Perhaps one of the most difficult aspects of the recent recession was the sudden evaporation of credit from major banks and lending institutions. The logic behind it was understandable: too much easy credit had led, in part, to the collapse that stunned the nation and then the world starting in 2008. Although the New York housing market was less affected than that of other states such as Florida and Nevada, it still felt the shifts. Among the repercussions was a new set of regulations issued in February 2010 by the Federal Housing Administration (FHA) which created a number of requirements for any building that wished to accept FHA-backed mortgage loans.
A Bit of Background
The Federal Housing Administration was born during the Great Depression, created by Congress in 1934 and absorbed by the Department of Housing and Urban Development’s (HUD) Office of Housing in 1965. The main purpose of the FHA is to provide mortgage insurance on loans made by FHA-approved lenders throughout the United States and its territories. The FHA insures mortgages on single family and multifamily homes, including condominium communities. According to the FHA website, it is the largest insurer of mortgages in the world, insuring more than 34 million properties since its inception. That number currently includes 4.8 million insured single family mortgages and 13,000 insured multifamily projects.

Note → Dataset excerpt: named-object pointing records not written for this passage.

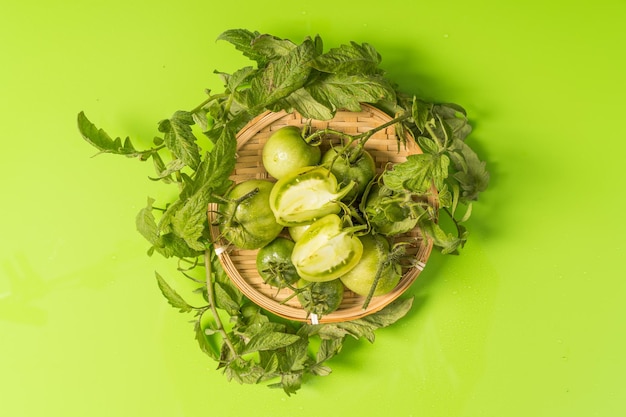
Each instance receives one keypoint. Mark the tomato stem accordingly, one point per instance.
(211, 297)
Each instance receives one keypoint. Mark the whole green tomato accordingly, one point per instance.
(320, 298)
(246, 219)
(347, 167)
(360, 279)
(273, 262)
(286, 151)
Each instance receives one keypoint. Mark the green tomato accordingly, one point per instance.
(296, 232)
(359, 168)
(246, 220)
(286, 151)
(320, 298)
(391, 213)
(327, 249)
(360, 279)
(306, 195)
(273, 262)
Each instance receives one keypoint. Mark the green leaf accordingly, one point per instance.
(290, 383)
(471, 174)
(353, 59)
(329, 347)
(271, 47)
(421, 112)
(146, 223)
(164, 172)
(180, 139)
(340, 91)
(448, 243)
(102, 141)
(242, 40)
(418, 173)
(172, 296)
(212, 175)
(190, 221)
(224, 301)
(302, 101)
(389, 315)
(280, 78)
(269, 341)
(203, 343)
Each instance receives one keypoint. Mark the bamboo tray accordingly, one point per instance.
(240, 265)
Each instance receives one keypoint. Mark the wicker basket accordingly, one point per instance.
(240, 265)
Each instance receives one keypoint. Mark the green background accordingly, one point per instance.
(528, 321)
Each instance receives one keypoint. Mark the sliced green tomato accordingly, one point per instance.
(320, 298)
(306, 195)
(296, 232)
(326, 250)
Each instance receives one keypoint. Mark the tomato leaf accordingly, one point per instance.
(349, 59)
(102, 141)
(172, 296)
(269, 341)
(418, 173)
(348, 91)
(471, 173)
(280, 77)
(190, 220)
(302, 101)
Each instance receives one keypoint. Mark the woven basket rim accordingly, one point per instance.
(268, 298)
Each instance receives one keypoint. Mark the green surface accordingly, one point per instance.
(528, 321)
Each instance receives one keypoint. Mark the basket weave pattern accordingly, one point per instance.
(240, 265)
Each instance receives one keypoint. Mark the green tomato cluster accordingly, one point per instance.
(322, 252)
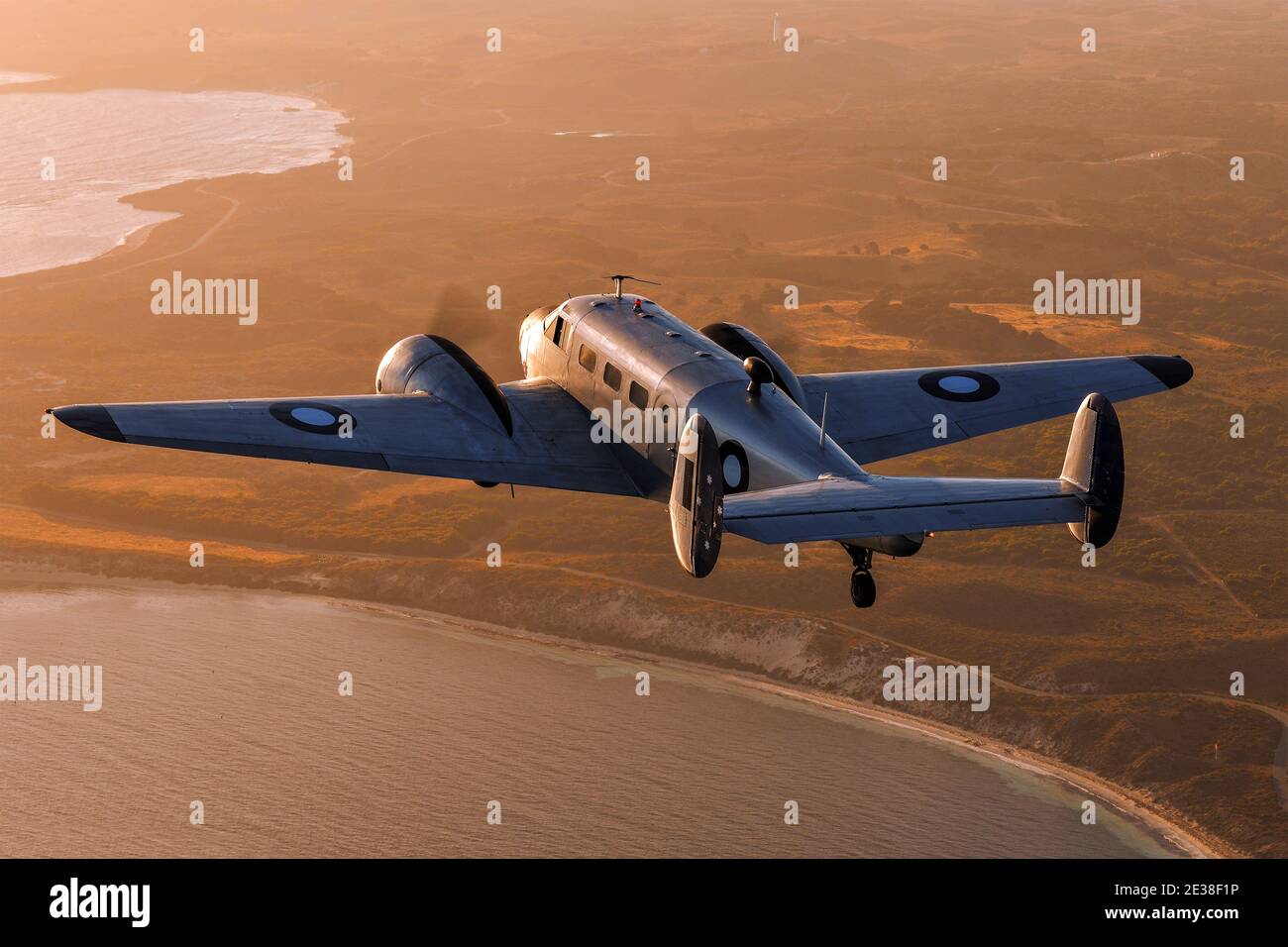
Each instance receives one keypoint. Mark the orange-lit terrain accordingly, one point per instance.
(768, 169)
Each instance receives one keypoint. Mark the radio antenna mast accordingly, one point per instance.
(619, 277)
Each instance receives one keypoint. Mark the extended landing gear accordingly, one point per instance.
(863, 589)
(863, 586)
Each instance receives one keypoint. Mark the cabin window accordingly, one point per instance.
(639, 395)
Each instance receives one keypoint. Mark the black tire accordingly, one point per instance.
(863, 589)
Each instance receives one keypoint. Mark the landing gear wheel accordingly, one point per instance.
(863, 589)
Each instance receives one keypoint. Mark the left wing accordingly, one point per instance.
(549, 445)
(874, 415)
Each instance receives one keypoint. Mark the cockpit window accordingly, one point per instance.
(639, 395)
(554, 329)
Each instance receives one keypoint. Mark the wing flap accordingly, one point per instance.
(857, 508)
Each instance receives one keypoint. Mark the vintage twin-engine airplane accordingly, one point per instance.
(622, 397)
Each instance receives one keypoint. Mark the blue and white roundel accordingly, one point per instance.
(960, 384)
(313, 415)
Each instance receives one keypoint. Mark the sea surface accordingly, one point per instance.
(233, 698)
(67, 158)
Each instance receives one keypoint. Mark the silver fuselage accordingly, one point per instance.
(679, 369)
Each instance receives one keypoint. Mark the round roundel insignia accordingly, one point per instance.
(958, 384)
(733, 464)
(312, 416)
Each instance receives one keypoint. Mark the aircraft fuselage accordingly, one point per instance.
(603, 350)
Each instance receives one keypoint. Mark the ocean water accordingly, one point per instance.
(232, 698)
(108, 144)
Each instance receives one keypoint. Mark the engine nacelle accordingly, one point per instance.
(433, 365)
(743, 343)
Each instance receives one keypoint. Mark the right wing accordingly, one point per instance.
(874, 415)
(550, 444)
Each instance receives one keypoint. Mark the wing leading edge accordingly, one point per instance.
(550, 445)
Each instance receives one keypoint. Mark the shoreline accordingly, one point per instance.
(137, 236)
(1158, 825)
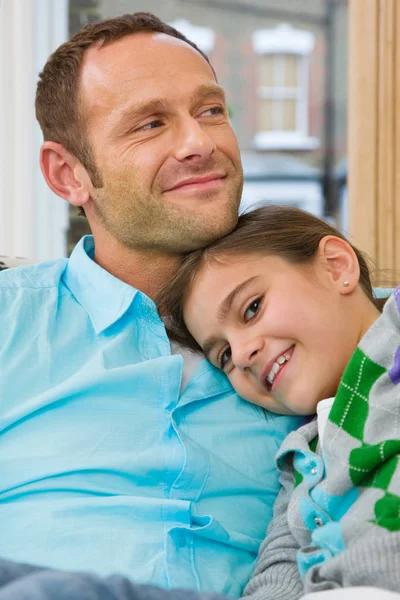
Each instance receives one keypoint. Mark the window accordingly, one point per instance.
(283, 62)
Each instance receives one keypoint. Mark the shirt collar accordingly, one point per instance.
(104, 297)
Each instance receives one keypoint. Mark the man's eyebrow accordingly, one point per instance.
(136, 112)
(158, 105)
(208, 89)
(225, 307)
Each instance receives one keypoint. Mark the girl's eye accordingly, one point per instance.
(252, 309)
(224, 358)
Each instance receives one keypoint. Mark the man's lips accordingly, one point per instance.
(204, 180)
(264, 375)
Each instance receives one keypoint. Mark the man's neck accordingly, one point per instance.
(146, 270)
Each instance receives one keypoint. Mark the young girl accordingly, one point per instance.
(284, 306)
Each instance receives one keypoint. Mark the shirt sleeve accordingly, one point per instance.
(276, 575)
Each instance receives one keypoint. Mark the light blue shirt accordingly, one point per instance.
(104, 466)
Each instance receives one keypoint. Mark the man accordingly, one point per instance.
(117, 456)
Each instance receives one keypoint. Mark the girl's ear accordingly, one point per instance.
(340, 263)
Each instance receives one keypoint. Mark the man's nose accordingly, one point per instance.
(245, 354)
(193, 142)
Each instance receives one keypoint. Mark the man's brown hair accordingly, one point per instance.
(58, 107)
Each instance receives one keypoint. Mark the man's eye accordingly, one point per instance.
(224, 358)
(252, 309)
(152, 125)
(214, 110)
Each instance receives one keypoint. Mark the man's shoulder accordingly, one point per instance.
(33, 276)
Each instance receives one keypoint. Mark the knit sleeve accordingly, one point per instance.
(276, 576)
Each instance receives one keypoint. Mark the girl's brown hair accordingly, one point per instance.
(292, 234)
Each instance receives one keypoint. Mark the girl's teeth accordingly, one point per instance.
(276, 366)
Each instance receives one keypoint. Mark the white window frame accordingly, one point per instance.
(33, 220)
(285, 40)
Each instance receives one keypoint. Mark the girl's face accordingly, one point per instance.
(282, 333)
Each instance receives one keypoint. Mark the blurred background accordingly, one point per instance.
(283, 64)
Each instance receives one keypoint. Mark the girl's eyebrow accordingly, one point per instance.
(226, 304)
(224, 308)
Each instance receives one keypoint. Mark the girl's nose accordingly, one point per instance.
(244, 355)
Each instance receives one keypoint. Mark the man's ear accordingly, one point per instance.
(65, 174)
(339, 262)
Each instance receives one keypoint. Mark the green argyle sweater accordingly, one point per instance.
(337, 519)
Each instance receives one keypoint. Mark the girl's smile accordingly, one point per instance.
(283, 333)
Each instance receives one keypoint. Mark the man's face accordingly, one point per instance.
(162, 142)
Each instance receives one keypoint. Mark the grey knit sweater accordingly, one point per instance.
(337, 519)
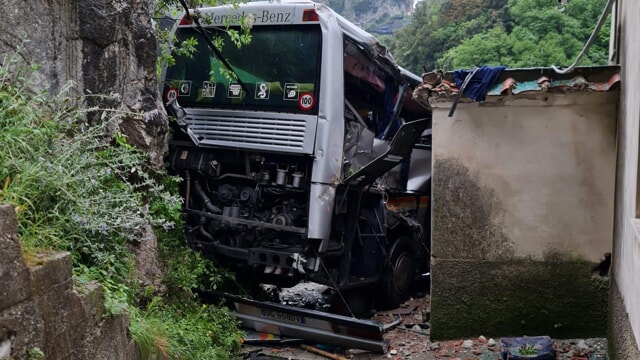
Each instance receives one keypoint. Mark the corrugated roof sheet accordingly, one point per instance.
(437, 85)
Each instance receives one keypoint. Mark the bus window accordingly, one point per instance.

As the FHA website explains, “FHA mortgage insurance provides lenders with protection against losses as the result of homeowners defaulting on their mortgage loans. The lenders bear less risk because FHA will pay a claim to the lender in the event of a homeowner’s default. Loans must meet certain requirements established by FHA to qualify for insurance.”
A Change in the Process
In February 2010, that list of regulations grew for condo communities with new requirements issued directly by the FHA as a result of housing situation that helped spur the recession. One requirement that has had a definite effect on New York condos is a regulation relating to a building’s reserve fund. “The guideline is that a condo development must have 10 percent of its yearly budget set aside for reserves,” says Orest Tomaselli, CEO of National Condo Advisors LLC in White Plains, a company which offers condominium project loan approval and reserve analysis services.
That means, says Tomaselli, “If a budget is $100,000, it must set aside $10,000 a year in a reserve account.” The goal behind this guideline is protective. “You don’t want a development to get into a situation where it can’t pay for necessary repairs. You’re trying to avoid special assessments.”